Do you make other people uncomfortable when you look at them (as in they squirm)?
Can you make eye contact with anyone?
Is eye contact more uncomfortable when your in an uncomfortable environment?
for example I find eye contact horrible in a one on one setting across the table?
after I have a conversation with someone I feel like crying as the eye contact is so bad
Hi Jade1498! Welcome to the forum!
Before, and even shortly after I discovered I was on the spectrum, I thought I had no problem with eye contact. After discovering I am autistic and studying the subject of autism, and then after a very deep review of my life, I realized that I indeed never, ever look anyone in the eye. Past, present - ever. I realized that when talking with anyone, I never look at their eyes. I look at their mouth. I have even had people comment about watching their mouth assuming I did that because of my hearing issue. Prior to learning I am autistic, I also believed that was the reason, but now I know that I simply cannot look there.
That being the case, it has never made me upset or want to cry because I just never do it. I’m not sure why, but it feels like the person is caught naked or something extremely embarrassing like that so I would never look at their eyes. It’s just too over-the-top personal.
From a distance, I was (am) always terrified to look at anyone, especially in the area of their eyes, because of fear they would address me or want to talk, etc. I never know what to do in a cold contact situation where someone addresses me from across the room, hallway, street, etc. Part of that is because I do not trust I will be able to understand them, due to my hearing issue, but now I realize that my social anxiety is even more powerful than the hearing issue.
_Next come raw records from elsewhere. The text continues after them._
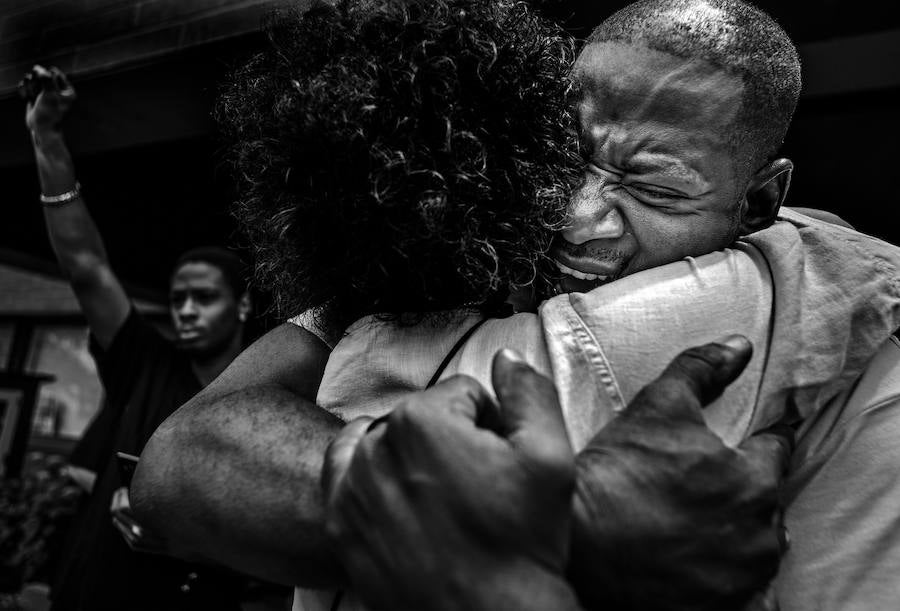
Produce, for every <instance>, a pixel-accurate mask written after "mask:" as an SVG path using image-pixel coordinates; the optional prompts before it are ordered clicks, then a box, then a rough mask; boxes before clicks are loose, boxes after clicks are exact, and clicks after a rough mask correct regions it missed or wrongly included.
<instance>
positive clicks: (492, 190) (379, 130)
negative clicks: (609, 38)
mask: <svg viewBox="0 0 900 611" xmlns="http://www.w3.org/2000/svg"><path fill="white" fill-rule="evenodd" d="M268 32H269V45H268V46H267V47H266V49H265V50H264V51H262V52H260V53H259V54H257V55H256V56H255V57H253V58H252V59H251V60H250V61H249V62H248V63H247V64H246V65H244V66H243V67H241V68H240V69H238V70H237V71H236V72H235V73H234V74H233V76H232V78H231V80H230V81H229V82H228V84H227V85H226V86H225V88H224V90H223V92H222V94H221V97H220V99H219V104H218V109H217V116H218V119H219V122H220V124H221V126H222V128H223V131H224V133H225V136H226V138H227V139H228V141H229V142H230V144H229V146H228V148H227V158H228V161H229V162H230V163H231V164H232V167H233V170H234V171H233V174H234V176H235V178H236V180H237V187H238V202H237V205H236V210H235V214H236V216H237V218H238V220H239V222H240V225H241V227H242V228H243V230H244V233H245V234H246V236H247V237H248V238H249V242H250V244H251V245H252V247H253V249H254V255H255V259H256V271H257V278H258V280H259V282H260V283H261V284H262V285H263V286H264V287H265V288H268V289H271V290H272V291H273V293H274V295H275V297H276V305H277V309H278V312H279V313H281V314H283V315H293V314H296V313H298V312H304V311H307V310H310V309H315V310H316V311H317V312H319V313H320V314H321V315H322V317H323V318H325V319H326V321H327V322H328V324H329V325H331V326H334V327H337V328H339V329H343V328H345V327H346V326H347V325H349V324H350V323H351V322H353V321H354V320H356V319H358V318H360V317H361V316H364V315H367V314H379V315H383V316H388V317H396V316H398V315H399V314H401V313H411V312H416V313H422V312H433V311H438V310H448V309H452V308H457V307H460V306H464V305H465V306H478V307H484V306H491V305H495V304H497V303H500V302H503V301H504V299H505V298H506V295H507V293H508V291H509V290H510V289H514V290H515V289H518V288H521V287H531V286H533V285H535V284H538V285H541V284H542V283H543V282H544V281H543V279H544V278H545V277H546V275H543V274H540V273H538V270H539V269H540V268H541V267H542V264H543V263H544V262H545V253H546V252H547V249H548V247H549V243H550V238H551V236H552V231H553V229H554V228H556V227H557V226H558V225H559V223H560V221H561V219H562V212H563V210H564V207H565V202H566V194H567V193H568V191H569V187H570V186H571V182H572V180H573V177H574V176H575V175H576V173H577V168H578V162H577V160H576V159H575V157H573V155H577V146H576V144H575V142H574V133H573V130H572V127H573V124H572V121H571V117H570V113H569V111H568V105H567V99H566V92H567V87H568V82H569V81H568V72H569V69H570V68H571V64H572V61H573V58H574V42H573V40H572V39H571V37H569V36H567V35H566V34H565V33H564V32H563V31H562V30H561V29H560V28H559V27H558V26H556V25H554V24H553V23H551V22H550V21H548V20H545V19H543V18H542V17H541V16H540V15H538V14H537V13H535V11H534V10H533V9H531V8H530V7H529V6H528V5H527V4H525V3H523V2H520V1H515V0H499V1H498V0H343V1H341V2H338V3H337V4H336V5H335V6H332V5H329V4H316V5H315V6H313V7H312V8H310V9H309V10H308V11H307V12H306V13H305V14H302V15H297V14H282V15H280V16H277V17H276V18H274V19H273V20H272V21H271V22H270V23H269V27H268ZM538 288H540V287H538Z"/></svg>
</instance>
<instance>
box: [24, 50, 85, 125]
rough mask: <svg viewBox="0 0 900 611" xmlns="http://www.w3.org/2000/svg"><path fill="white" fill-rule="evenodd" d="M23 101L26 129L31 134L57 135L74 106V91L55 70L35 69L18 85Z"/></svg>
mask: <svg viewBox="0 0 900 611" xmlns="http://www.w3.org/2000/svg"><path fill="white" fill-rule="evenodd" d="M19 93H20V94H21V95H22V97H23V98H25V100H26V102H27V106H26V108H25V125H26V126H27V127H28V129H29V131H30V132H31V133H32V134H36V133H40V132H52V131H58V130H59V126H60V123H62V120H63V118H64V117H65V116H66V113H67V112H68V111H69V108H71V106H72V104H73V103H74V102H75V99H76V95H75V89H74V88H73V87H72V85H71V83H69V81H68V79H67V78H66V75H65V74H63V73H62V71H61V70H59V69H58V68H50V69H47V68H44V67H43V66H35V67H34V68H32V69H31V71H30V72H29V73H28V74H26V75H25V78H23V79H22V81H21V82H20V83H19Z"/></svg>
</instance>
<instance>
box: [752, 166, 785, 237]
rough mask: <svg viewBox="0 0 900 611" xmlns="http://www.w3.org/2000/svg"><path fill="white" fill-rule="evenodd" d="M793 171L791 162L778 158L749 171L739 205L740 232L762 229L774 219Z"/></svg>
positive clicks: (770, 224) (764, 228)
mask: <svg viewBox="0 0 900 611" xmlns="http://www.w3.org/2000/svg"><path fill="white" fill-rule="evenodd" d="M793 171H794V163H793V162H792V161H791V160H790V159H785V158H783V157H782V158H779V159H776V160H774V161H770V162H769V163H767V164H766V165H764V166H763V167H762V168H760V169H759V170H757V171H756V172H755V173H754V174H753V176H752V177H751V178H750V183H749V184H748V185H747V191H746V192H745V193H744V201H743V202H742V205H741V225H740V235H747V234H748V233H753V232H754V231H759V230H760V229H765V228H766V227H768V226H769V225H771V224H772V223H773V222H774V221H775V217H776V216H777V215H778V210H780V209H781V204H783V203H784V198H785V197H787V191H788V188H789V187H790V186H791V173H792V172H793Z"/></svg>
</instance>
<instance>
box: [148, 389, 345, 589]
mask: <svg viewBox="0 0 900 611" xmlns="http://www.w3.org/2000/svg"><path fill="white" fill-rule="evenodd" d="M341 425H342V423H341V422H340V420H338V419H337V418H335V417H334V416H332V415H330V414H328V413H327V412H325V411H324V410H321V409H320V408H318V407H316V406H315V405H313V404H312V403H309V402H307V401H304V400H302V399H300V398H299V397H297V395H295V394H294V393H292V392H290V391H288V390H286V389H284V388H282V387H279V386H277V385H267V386H255V387H248V388H245V389H242V390H239V391H235V392H231V393H229V394H226V395H223V396H219V397H214V398H212V399H209V398H204V397H202V396H200V397H197V398H195V400H193V401H191V402H189V403H188V404H186V405H185V406H183V407H182V408H181V409H179V410H178V411H177V412H175V414H173V415H172V416H171V417H170V418H169V419H168V420H166V421H165V422H164V423H163V425H162V426H161V427H160V428H159V429H158V430H157V431H156V433H155V434H154V436H153V437H152V438H151V440H150V442H149V443H148V444H147V446H146V448H145V449H144V452H143V453H142V455H141V460H140V463H139V466H138V469H137V472H136V473H135V477H134V481H133V483H132V489H131V501H132V506H133V508H134V512H135V515H136V516H137V519H138V520H139V521H140V522H141V523H144V524H146V525H147V526H148V527H149V528H150V529H151V530H154V531H156V532H158V533H159V534H161V535H162V536H163V538H164V539H166V540H167V543H168V544H169V546H170V549H171V551H172V552H173V553H174V554H175V555H178V556H182V557H201V558H206V559H209V560H212V561H215V562H218V563H221V564H224V565H227V566H230V567H232V568H234V569H236V570H239V571H241V572H245V573H249V574H253V575H257V576H259V577H261V578H264V579H267V580H270V581H275V582H280V583H285V584H290V585H304V586H310V587H327V586H334V585H340V584H341V583H342V582H343V578H342V574H341V571H340V569H339V567H338V564H337V562H336V561H335V560H334V559H333V557H332V556H331V554H330V552H329V549H328V546H327V544H326V541H325V538H324V532H323V528H322V523H323V509H322V507H323V504H322V499H321V494H320V486H319V472H320V470H321V465H322V457H323V455H324V452H325V448H326V446H327V445H328V443H329V442H330V441H331V439H332V438H333V437H334V436H335V435H336V434H337V432H338V430H339V429H340V427H341Z"/></svg>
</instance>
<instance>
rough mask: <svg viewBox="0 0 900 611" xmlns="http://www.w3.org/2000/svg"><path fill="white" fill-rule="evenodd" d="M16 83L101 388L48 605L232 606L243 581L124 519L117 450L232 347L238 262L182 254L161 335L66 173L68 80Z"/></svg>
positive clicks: (45, 213)
mask: <svg viewBox="0 0 900 611" xmlns="http://www.w3.org/2000/svg"><path fill="white" fill-rule="evenodd" d="M21 90H22V93H23V97H25V98H26V100H27V108H26V115H25V123H26V126H27V128H28V130H29V132H30V135H31V140H32V144H33V147H34V154H35V160H36V163H37V170H38V176H39V179H40V185H41V202H42V203H43V205H44V218H45V221H46V226H47V232H48V234H49V237H50V242H51V244H52V246H53V250H54V252H55V254H56V258H57V261H58V263H59V266H60V268H61V269H62V272H63V273H64V274H65V277H66V278H67V279H68V281H69V283H70V284H71V286H72V289H73V291H74V292H75V296H76V297H77V299H78V302H79V304H80V305H81V309H82V312H83V314H84V317H85V318H86V319H87V323H88V327H89V328H90V333H91V353H92V354H93V356H94V358H95V360H96V362H97V368H98V372H99V375H100V378H101V381H102V382H103V386H104V389H105V392H106V403H105V406H104V409H103V410H102V411H101V413H100V414H98V416H97V419H96V421H95V422H94V423H93V424H92V426H91V430H92V431H93V432H94V434H93V436H94V437H95V438H97V437H99V438H101V439H100V441H97V440H96V439H95V443H94V445H95V446H96V447H98V448H100V453H99V454H98V455H97V456H95V457H94V460H93V461H92V463H93V464H94V465H95V466H96V468H97V471H96V479H95V481H94V482H93V485H92V488H93V492H92V494H91V496H90V498H89V499H88V501H87V503H86V504H85V506H84V507H83V509H82V511H81V513H80V515H79V516H78V518H77V521H76V523H75V524H73V528H72V529H71V531H70V533H69V538H68V540H67V542H66V545H65V550H64V551H65V553H66V556H65V557H64V558H62V559H61V563H60V565H61V566H60V569H59V571H58V572H57V575H56V576H55V579H54V583H53V584H52V591H51V598H52V608H53V609H54V610H56V611H65V610H70V609H71V610H82V609H83V610H85V611H103V610H110V611H113V610H115V611H121V610H122V609H135V610H138V609H148V610H149V609H155V610H158V609H194V610H196V609H216V610H217V611H222V610H226V609H238V608H239V595H240V587H241V585H242V580H240V579H235V577H234V574H233V573H230V572H226V571H224V570H222V569H218V568H211V567H209V566H206V565H198V564H193V563H188V562H184V561H181V560H175V559H173V558H171V557H168V556H166V555H164V552H165V545H164V543H163V542H162V541H161V540H160V539H158V538H157V537H155V536H154V535H153V534H152V533H150V532H149V531H147V530H146V529H145V528H144V527H143V526H142V525H141V524H139V523H138V522H136V521H135V520H134V519H133V516H132V515H131V512H130V504H129V498H128V489H127V484H128V482H127V481H124V480H125V477H126V476H125V474H124V473H123V472H122V470H121V467H120V465H119V460H118V459H117V455H116V453H117V452H123V453H126V454H131V455H134V456H137V455H139V454H140V453H141V450H142V449H143V447H144V444H145V443H146V442H147V440H148V439H149V438H150V435H151V434H152V433H153V431H154V430H155V429H156V427H157V426H158V425H159V423H160V422H162V421H163V420H164V419H165V418H166V417H168V416H169V415H170V414H171V413H172V412H173V411H175V409H176V408H177V407H178V406H179V405H181V404H183V403H184V402H186V401H187V400H189V399H190V398H191V397H193V396H194V395H195V394H196V393H197V392H198V391H200V390H201V389H202V388H203V387H204V386H206V385H207V384H209V382H211V381H212V380H213V379H214V378H215V377H216V376H218V375H219V373H221V372H222V370H224V369H225V367H226V366H228V364H229V363H231V361H232V360H233V359H234V358H235V357H236V356H237V355H238V353H239V352H240V351H241V349H242V348H243V346H244V343H245V337H244V327H245V323H246V321H247V319H248V316H249V315H250V310H251V303H250V297H249V295H248V292H247V285H246V281H245V265H244V264H243V262H242V261H241V259H240V257H238V256H237V255H236V254H234V253H232V252H230V251H228V250H225V249H222V248H217V247H201V248H196V249H193V250H190V251H188V252H186V253H184V254H183V255H182V256H181V257H180V258H179V259H178V261H177V263H176V264H175V267H174V268H173V271H172V276H171V281H170V286H169V305H170V313H171V316H172V322H173V325H174V328H175V341H174V342H173V341H169V340H167V339H165V338H164V337H163V336H162V335H161V334H160V333H159V332H158V331H157V330H156V329H155V328H154V327H153V326H152V325H151V324H149V323H148V322H147V321H146V320H144V319H143V318H142V317H141V316H140V315H139V314H138V313H137V311H136V310H135V308H134V306H133V304H132V302H131V300H130V299H129V297H128V295H127V294H126V292H125V290H124V288H123V286H122V283H121V282H120V281H119V279H118V278H117V276H116V274H115V272H114V271H113V267H112V265H111V264H110V261H109V259H108V257H107V253H106V250H105V248H104V245H103V239H102V237H101V235H100V233H99V232H98V230H97V227H96V225H95V224H94V221H93V220H92V218H91V215H90V213H89V212H88V208H87V205H86V203H85V200H84V197H83V194H82V192H81V187H80V185H79V184H78V182H77V181H76V177H75V169H74V165H73V162H72V157H71V155H70V153H69V151H68V149H67V146H66V142H65V138H64V136H63V132H62V129H61V124H62V121H63V119H64V117H65V116H66V113H67V112H68V111H69V109H70V108H71V106H72V104H73V103H74V102H75V99H76V94H75V90H74V88H73V87H72V85H71V84H70V83H69V81H68V80H67V79H66V76H65V75H64V74H63V73H62V72H61V71H59V70H58V69H55V68H49V69H47V68H44V67H42V66H35V67H34V68H33V69H32V70H31V71H30V72H29V73H28V74H27V75H26V77H25V79H24V80H23V82H22V86H21ZM151 552H152V553H151Z"/></svg>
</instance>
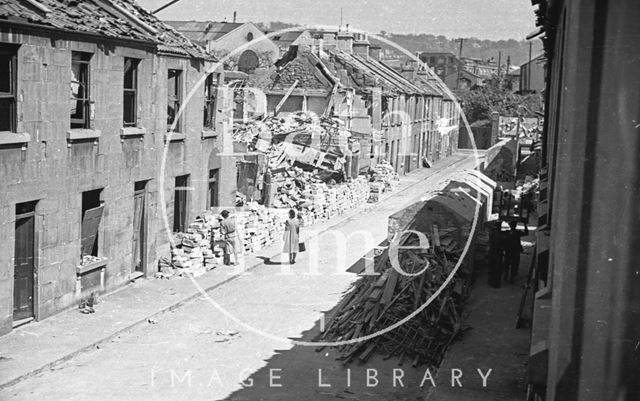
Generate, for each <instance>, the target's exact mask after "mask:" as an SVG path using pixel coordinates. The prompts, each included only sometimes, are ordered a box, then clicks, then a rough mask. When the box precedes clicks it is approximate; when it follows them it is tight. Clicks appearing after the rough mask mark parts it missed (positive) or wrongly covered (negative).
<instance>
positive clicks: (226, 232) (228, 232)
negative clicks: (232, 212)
mask: <svg viewBox="0 0 640 401" xmlns="http://www.w3.org/2000/svg"><path fill="white" fill-rule="evenodd" d="M220 215H222V219H223V220H222V221H221V222H220V233H221V234H222V239H223V241H224V245H225V246H224V255H225V256H224V264H225V265H230V264H231V261H230V259H231V254H232V253H233V262H234V263H235V264H236V265H239V264H240V261H239V260H238V247H239V246H240V238H239V237H238V232H237V231H236V220H235V219H234V218H233V216H231V215H230V214H229V211H228V210H223V211H222V212H221V213H220Z"/></svg>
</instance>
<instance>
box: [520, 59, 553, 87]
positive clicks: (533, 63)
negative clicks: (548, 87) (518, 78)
mask: <svg viewBox="0 0 640 401" xmlns="http://www.w3.org/2000/svg"><path fill="white" fill-rule="evenodd" d="M546 64H547V59H546V57H545V56H544V54H541V55H539V56H538V57H536V58H534V59H533V60H531V61H529V62H527V63H524V64H522V65H521V66H520V92H537V93H540V92H542V91H543V90H544V88H545V81H544V76H545V68H546Z"/></svg>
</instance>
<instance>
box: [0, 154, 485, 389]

It is even hard for me to look at the eyes of a person’s picture. It is also very unsettling to see a closeup picture of anyone’s face, whether it’s print or screen - even if I don't look at the eyes.
So, I guess if I have any advice for you; I would just simply say don’t look. Don’t put yourself in that situation. It has worked for me all my life to just focus on their mouth. I guess the only issue I can think of is when someone asks me the color of someone’s eyes that I had recently met. I can never answer that question, but it hasn’t been a frequent or earth-shattering issue.